On the other hand, you could try something different. You could take a few chances and set-up your company to be really great…for everyone.
Passionate, imaginative, creative people have a natural tendency to prosper and to be successful. And, they want to be with others just like them. They don’t want to be average. And, they certainly don’t want to fail. All you have to do is get a core of these folks on your team, put them into a position to win and get out of their way. The rest will take care of itself.
Getting them on the bus…
Hiring these sorts of people takes guts, patience, compassion…and money. It means you’ll pay more than everyone else and care for them like your children. And, you’ll listen, even if you know their ideas are wrong.
Having winners on your team is only half the battle of winning. Put the right person in the wrong position or give them responsibility they can’t handle (no training and/or no tools) and the game’s over before you get started. The key is to put people in the right seat on the bus (thanks for the analogy Jim Collins), train the mechanics until they become second nature and set-up just enough rules to keep people out of trouble and to free their minds to “think”. You don’t want them thinking how to complete the report. You want them thinking about how to best serve people. Yes, mistakes will be made, sometimes costly. But, it’s a small price to pay for fabulous ideas, exceptional service and blowing the doors off your competition.
Finally, it’s vitally important to keep the winning, thinking culture alive if you’re going to sustain success for the company and for everyone involved. Remember, remarkable people want to be a part of something important and they want to prosper. So, give it to them. Reward them for thinking differently, for taking a chance…even for making a mistake. When something works, give them stock, bonuses…and genuine appreciation. When something doesn’t work, give them credit for trying, be nice…and listen to the next idea. Then, talk about avoiding the mistake in the future.
To win, failure must be accepted and even encouraged if the end result is better than the missteps along the way. A great leader has the foresight to embrace that concept ahead of time.
Want a creative work environment?
First, hire smart, passionate, caring and honest people
Allow them to “act” and “express” themselves
Have Less rules
Have Less structure
Train them to Improvise
Give people Freedom to “play”
In other words, Get Out of The Way!
A lot can be learned from Starbucks. That’s one of the reasons I regularly read John Moore’s Brand Autopsy blog (he was with Starbucks in his previous work life). Recently, he wrote about “touchology”. Here’s an excerpt:
For Starbucks, high-touching its business is about empowering and trusting store partners to be real, to be genuine, and by all means … to be human. Starbucks does not give partners a detailed script that instructs them what to say and how to act with customers.
Instead, Starbucks acknowledges store partners have been trained to understand all facets of the business and the company trusts these partners to show their personality when interacting with customers.
Sound familiar? Hire passionate people, let them be real, creative, etc.

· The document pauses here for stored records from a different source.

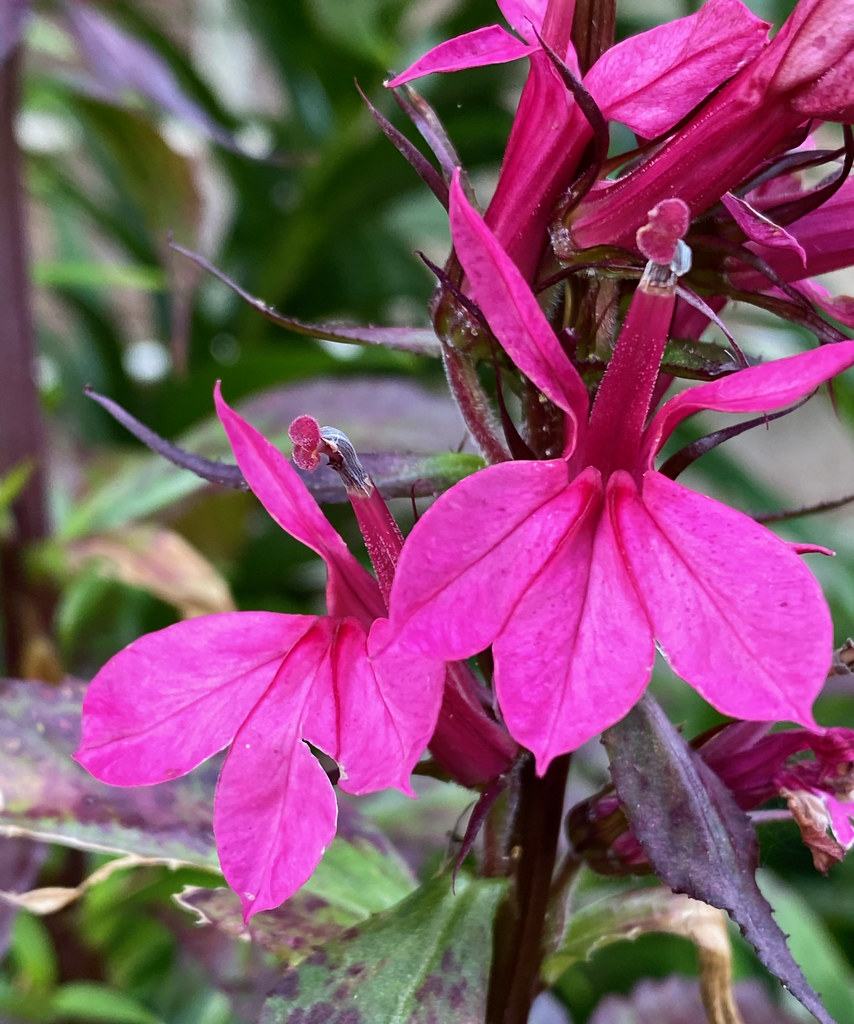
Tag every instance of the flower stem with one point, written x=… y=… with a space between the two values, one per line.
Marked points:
x=520 y=926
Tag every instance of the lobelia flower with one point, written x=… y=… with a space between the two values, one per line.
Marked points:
x=804 y=73
x=648 y=82
x=757 y=766
x=269 y=684
x=571 y=567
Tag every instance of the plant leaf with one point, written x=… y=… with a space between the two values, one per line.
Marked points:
x=695 y=837
x=423 y=961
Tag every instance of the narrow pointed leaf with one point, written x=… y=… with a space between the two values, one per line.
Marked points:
x=421 y=341
x=758 y=389
x=511 y=309
x=695 y=837
x=475 y=49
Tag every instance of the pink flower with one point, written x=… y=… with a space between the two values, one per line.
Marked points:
x=269 y=684
x=573 y=568
x=648 y=82
x=805 y=72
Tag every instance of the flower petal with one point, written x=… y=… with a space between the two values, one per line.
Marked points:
x=577 y=651
x=650 y=81
x=373 y=707
x=472 y=554
x=761 y=388
x=274 y=812
x=351 y=590
x=474 y=49
x=736 y=612
x=511 y=309
x=174 y=697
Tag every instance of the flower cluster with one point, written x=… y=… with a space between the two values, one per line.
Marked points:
x=573 y=560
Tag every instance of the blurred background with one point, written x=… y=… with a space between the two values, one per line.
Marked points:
x=235 y=127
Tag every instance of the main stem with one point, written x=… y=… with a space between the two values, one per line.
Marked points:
x=519 y=928
x=22 y=432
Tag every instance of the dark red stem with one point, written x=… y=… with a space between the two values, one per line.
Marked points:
x=531 y=852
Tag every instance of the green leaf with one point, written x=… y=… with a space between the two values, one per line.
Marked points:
x=425 y=960
x=377 y=414
x=84 y=1000
x=49 y=797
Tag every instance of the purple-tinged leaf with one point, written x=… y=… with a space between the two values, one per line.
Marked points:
x=694 y=835
x=20 y=860
x=376 y=413
x=421 y=341
x=119 y=61
x=423 y=168
x=47 y=796
x=432 y=131
x=13 y=14
x=425 y=960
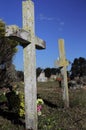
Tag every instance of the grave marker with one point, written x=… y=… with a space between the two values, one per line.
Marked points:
x=29 y=41
x=62 y=62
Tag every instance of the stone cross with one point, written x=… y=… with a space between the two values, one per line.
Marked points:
x=62 y=62
x=29 y=41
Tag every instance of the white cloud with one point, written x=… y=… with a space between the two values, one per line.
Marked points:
x=45 y=18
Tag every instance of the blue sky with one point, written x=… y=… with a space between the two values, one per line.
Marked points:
x=54 y=19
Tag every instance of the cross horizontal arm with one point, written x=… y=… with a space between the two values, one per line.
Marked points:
x=40 y=44
x=18 y=34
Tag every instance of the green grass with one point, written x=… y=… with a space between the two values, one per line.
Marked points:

John also makes a good point about training. Being adequately trained is paramount to success in the people business. It instills confidence and allows the personality of the individual to really shine. It takes the guesswork out of the job and gives the employee the freedom to be themselves, much like what sop’s and standards should do. On the flipside, if you over train or put up too many barriers and constraints, your guests will be dealing with robots. Obviously, it’s a fine line.
People want to do business with people. So, let them.